A Numerical Approach to Brace Treatment Prediction by Comprehensive Biomechanical Modeling of Adolescent Idiopathic Scoliosis.

Adolescent idiopathic scoliosis (AIS) requires effective and personalized brace treatment strategies to prevent progression and the potential need for surgery. However, monitoring and prediction of the spinal column deformities during bracing is not always possible. Relying only on traditional methods or clinicians' experience may pose a complex challenge in orthopedic care, as unique biological characteristics of each patient make it difficult to decide on the optimal spinal brace treatment. This study introduces a comprehensive biomechanical modeling approach utilizing finite element analysis and neural networks to refine brace prescription and treatment outcomes.
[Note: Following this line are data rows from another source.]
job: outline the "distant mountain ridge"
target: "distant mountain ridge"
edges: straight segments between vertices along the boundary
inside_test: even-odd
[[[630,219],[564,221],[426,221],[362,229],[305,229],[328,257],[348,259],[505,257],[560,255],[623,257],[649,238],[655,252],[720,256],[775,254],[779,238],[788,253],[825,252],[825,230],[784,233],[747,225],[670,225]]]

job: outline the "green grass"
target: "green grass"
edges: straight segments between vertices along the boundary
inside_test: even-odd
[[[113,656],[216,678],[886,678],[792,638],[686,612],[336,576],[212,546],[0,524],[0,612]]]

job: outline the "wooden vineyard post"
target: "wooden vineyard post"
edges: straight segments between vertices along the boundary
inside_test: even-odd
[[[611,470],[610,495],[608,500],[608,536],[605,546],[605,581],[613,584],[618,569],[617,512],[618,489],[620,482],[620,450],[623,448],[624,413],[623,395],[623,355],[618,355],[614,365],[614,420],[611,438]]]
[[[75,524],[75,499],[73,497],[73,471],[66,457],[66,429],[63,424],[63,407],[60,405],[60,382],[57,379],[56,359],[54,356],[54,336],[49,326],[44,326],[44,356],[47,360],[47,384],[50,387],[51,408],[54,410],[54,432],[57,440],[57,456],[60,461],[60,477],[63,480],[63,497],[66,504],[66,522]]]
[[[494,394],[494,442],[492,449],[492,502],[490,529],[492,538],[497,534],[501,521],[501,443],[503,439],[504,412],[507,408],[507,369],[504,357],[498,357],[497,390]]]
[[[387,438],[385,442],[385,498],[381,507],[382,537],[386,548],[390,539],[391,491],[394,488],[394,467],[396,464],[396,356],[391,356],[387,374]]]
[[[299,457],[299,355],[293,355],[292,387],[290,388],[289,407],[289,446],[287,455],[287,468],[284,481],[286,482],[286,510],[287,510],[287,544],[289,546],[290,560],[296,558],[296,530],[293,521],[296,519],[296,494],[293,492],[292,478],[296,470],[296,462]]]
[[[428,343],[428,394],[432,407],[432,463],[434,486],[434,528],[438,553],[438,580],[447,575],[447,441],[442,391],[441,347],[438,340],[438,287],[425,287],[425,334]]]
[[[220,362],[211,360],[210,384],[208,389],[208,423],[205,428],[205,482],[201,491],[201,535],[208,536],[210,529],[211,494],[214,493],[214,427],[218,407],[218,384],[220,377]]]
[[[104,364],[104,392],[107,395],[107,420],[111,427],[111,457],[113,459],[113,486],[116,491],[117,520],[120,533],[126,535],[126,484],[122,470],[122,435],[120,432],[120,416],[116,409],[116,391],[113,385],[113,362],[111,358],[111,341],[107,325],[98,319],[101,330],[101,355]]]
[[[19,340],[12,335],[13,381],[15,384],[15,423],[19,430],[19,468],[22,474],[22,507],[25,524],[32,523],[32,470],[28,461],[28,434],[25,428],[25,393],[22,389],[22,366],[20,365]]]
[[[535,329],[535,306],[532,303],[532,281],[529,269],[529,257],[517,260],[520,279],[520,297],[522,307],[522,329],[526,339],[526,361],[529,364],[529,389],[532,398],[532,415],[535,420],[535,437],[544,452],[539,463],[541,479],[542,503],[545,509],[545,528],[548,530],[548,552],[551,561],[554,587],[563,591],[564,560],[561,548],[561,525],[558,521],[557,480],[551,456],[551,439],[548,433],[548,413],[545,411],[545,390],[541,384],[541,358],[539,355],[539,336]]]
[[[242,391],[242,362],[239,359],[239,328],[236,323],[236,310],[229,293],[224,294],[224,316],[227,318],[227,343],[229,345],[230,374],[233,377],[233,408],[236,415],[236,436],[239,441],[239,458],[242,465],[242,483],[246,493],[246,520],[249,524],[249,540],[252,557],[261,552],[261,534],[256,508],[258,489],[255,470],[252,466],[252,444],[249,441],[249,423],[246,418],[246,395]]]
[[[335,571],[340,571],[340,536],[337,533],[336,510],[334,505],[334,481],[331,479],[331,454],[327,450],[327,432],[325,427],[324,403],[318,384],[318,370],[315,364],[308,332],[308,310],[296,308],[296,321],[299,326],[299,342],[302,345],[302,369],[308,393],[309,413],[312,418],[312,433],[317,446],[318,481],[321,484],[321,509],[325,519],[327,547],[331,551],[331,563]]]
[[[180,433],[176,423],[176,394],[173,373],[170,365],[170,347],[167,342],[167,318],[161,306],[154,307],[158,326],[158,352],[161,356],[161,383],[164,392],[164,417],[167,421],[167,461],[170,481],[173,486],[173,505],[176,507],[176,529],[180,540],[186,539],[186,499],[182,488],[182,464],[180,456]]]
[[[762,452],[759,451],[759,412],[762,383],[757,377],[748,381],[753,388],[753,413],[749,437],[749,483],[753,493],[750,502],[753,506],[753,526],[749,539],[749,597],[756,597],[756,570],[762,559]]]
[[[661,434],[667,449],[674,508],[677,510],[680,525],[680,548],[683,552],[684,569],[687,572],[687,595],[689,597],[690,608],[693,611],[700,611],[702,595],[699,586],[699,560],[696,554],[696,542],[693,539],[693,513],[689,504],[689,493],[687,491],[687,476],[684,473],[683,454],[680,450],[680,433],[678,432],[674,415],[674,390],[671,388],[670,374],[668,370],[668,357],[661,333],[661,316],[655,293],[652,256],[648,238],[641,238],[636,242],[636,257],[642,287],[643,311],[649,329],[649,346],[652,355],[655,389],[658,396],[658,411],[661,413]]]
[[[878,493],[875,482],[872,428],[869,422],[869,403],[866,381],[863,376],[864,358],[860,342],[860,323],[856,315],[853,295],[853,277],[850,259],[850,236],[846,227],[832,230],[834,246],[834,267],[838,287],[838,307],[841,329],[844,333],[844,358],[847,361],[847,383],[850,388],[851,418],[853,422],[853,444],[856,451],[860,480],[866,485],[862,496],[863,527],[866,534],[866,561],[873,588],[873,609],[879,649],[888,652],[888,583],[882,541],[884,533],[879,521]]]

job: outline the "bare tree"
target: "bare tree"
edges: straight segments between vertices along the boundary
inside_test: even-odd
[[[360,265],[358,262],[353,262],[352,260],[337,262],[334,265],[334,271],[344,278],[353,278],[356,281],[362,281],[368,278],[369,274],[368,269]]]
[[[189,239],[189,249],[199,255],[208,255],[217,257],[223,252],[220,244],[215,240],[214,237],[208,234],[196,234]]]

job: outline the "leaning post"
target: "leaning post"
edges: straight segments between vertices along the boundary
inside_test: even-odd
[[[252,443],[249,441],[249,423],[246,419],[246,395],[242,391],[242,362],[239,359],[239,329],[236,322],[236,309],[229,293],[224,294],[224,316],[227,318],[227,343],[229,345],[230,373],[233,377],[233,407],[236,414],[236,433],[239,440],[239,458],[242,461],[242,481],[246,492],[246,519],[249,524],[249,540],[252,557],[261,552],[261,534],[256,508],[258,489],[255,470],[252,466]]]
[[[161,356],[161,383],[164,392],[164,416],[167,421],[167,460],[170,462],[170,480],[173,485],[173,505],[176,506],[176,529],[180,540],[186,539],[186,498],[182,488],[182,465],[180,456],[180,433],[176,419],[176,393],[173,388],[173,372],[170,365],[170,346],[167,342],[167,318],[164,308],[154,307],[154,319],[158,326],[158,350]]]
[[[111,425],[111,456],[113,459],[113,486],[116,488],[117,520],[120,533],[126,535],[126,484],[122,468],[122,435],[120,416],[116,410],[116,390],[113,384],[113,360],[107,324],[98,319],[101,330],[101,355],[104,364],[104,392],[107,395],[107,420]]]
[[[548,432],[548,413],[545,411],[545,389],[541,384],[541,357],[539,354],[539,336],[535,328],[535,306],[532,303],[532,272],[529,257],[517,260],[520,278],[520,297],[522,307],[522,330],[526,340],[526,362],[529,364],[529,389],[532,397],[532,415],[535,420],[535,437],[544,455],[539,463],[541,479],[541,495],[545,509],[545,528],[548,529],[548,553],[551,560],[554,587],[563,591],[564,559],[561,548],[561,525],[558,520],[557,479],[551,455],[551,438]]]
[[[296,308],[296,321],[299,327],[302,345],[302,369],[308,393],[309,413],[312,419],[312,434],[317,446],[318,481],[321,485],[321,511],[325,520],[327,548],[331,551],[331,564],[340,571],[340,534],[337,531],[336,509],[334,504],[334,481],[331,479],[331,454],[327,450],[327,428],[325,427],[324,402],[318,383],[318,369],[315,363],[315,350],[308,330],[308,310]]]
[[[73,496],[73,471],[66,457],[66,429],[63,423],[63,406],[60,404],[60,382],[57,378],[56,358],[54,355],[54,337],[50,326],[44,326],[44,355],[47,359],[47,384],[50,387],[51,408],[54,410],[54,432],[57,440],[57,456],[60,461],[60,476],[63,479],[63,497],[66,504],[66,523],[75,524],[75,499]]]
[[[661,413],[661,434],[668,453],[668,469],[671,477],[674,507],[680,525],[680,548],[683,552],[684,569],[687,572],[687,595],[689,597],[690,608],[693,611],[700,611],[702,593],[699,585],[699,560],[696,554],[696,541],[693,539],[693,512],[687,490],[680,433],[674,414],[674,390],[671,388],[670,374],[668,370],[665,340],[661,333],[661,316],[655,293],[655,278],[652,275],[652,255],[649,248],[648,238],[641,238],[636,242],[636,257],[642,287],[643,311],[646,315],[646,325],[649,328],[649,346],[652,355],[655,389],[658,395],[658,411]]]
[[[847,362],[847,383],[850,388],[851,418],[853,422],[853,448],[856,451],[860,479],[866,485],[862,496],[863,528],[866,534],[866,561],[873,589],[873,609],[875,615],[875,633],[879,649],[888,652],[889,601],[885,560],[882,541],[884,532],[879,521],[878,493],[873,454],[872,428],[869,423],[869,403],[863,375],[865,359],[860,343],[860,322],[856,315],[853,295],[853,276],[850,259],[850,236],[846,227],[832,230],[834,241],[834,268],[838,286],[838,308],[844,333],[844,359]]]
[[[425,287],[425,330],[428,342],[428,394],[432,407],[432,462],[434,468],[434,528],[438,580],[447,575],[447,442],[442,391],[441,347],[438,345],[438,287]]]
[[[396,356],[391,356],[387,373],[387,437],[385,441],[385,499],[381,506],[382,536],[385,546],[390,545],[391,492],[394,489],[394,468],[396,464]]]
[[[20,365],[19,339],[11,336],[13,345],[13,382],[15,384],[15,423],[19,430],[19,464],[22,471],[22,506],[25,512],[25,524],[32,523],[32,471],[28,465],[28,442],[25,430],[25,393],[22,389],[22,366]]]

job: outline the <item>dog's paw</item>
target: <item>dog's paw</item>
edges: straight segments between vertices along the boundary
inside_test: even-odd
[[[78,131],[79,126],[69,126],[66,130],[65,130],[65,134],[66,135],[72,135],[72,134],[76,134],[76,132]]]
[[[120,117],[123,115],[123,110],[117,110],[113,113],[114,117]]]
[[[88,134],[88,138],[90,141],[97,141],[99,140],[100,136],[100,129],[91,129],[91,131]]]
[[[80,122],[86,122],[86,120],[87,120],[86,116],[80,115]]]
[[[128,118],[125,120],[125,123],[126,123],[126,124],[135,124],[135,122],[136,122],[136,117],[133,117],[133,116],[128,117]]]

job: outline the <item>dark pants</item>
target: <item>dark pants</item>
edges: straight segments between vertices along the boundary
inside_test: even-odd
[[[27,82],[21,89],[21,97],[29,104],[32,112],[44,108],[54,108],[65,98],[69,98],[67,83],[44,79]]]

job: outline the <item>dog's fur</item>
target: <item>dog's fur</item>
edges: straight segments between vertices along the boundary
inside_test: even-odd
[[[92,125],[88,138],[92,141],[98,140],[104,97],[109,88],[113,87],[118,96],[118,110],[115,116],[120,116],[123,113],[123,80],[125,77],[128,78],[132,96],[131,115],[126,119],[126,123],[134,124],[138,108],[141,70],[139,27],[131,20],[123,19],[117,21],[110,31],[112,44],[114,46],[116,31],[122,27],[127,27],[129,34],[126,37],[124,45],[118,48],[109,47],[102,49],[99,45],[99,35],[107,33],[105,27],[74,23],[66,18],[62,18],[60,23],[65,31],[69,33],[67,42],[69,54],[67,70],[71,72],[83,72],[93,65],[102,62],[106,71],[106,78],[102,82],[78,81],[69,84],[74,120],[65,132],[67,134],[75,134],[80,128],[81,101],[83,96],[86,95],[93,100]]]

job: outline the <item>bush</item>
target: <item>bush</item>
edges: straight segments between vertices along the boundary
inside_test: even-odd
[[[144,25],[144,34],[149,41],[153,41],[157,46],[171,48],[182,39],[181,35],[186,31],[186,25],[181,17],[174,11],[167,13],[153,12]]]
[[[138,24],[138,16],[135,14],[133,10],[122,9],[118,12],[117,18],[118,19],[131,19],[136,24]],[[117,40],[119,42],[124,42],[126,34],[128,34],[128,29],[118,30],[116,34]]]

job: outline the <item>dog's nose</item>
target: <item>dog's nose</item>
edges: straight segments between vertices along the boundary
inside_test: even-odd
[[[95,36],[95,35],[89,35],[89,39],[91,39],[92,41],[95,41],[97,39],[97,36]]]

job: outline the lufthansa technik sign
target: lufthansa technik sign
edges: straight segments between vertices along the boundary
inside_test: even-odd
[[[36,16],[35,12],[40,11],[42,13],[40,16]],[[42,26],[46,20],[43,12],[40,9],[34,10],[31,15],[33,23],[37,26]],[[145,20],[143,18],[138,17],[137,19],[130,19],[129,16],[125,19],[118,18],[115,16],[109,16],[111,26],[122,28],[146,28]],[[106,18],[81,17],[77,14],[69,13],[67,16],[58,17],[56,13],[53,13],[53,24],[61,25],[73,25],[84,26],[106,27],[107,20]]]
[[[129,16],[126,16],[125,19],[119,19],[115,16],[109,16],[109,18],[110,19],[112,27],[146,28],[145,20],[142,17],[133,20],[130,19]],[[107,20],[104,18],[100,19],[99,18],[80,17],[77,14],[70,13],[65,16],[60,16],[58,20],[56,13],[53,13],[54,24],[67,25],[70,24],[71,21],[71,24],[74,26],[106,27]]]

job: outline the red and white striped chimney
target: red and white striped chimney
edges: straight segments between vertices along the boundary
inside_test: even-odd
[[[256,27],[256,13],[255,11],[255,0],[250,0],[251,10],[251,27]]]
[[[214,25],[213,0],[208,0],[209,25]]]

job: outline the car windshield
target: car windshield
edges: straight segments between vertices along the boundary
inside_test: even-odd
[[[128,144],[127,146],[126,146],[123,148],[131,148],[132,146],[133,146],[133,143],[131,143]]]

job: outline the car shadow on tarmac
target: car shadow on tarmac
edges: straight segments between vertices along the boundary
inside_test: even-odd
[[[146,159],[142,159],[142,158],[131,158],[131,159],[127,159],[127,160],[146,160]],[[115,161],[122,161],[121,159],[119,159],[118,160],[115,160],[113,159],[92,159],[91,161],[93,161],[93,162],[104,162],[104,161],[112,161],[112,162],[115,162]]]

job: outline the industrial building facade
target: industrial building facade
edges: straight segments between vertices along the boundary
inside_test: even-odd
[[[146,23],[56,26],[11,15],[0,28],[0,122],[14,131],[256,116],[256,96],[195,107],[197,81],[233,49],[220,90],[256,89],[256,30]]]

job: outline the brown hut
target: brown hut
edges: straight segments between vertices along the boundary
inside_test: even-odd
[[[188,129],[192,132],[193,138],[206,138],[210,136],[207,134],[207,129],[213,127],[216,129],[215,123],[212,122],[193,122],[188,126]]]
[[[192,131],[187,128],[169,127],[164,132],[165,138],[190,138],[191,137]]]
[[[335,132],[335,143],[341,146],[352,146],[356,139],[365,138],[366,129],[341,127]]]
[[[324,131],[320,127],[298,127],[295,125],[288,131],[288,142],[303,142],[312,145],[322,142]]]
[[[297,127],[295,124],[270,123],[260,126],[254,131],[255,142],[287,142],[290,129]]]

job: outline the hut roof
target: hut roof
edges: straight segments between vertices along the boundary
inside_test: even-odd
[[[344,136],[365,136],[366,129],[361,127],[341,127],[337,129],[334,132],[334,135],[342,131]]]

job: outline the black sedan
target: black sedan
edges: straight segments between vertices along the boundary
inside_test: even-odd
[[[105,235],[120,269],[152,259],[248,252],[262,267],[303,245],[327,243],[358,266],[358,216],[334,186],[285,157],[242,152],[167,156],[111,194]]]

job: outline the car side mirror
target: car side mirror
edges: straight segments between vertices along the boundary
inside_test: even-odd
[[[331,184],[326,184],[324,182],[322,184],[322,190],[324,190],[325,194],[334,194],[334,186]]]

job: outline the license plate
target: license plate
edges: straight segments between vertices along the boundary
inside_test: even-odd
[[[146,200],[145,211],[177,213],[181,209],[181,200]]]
The Rigo Chêneau-type brace, known for its biomechanical principles targeting lateral displacement and transversal derotation, serves as the foundation for this study. A dataset of 120 diverse abnormal curvatures is analyzed to estimate the effectiveness of the proposed biomechanical brace mechanism prior to its design and fabrication. Through 3600 simulations across various curvature types and severity levels, the study evaluated brace performance in terms of coronal correction, sagittal plane stability, and stress distribution. Simulation findings indicate significant improvements in coronal alignment between 10% and 50% while preserving the physiological sagittal curves. Subsequently, simulation data were utilized for training a neural network model to estimate the spinal column position after using the prescribed brace. The trained scoliosis model demonstrated 90.6% accuracy in predicting spinal deviation changes. By leveraging advanced computational tools and patient-specific biomechanical data, the current simulations offer a promising approach for optimizing brace treatment in AIS patients by predicting the outcomes.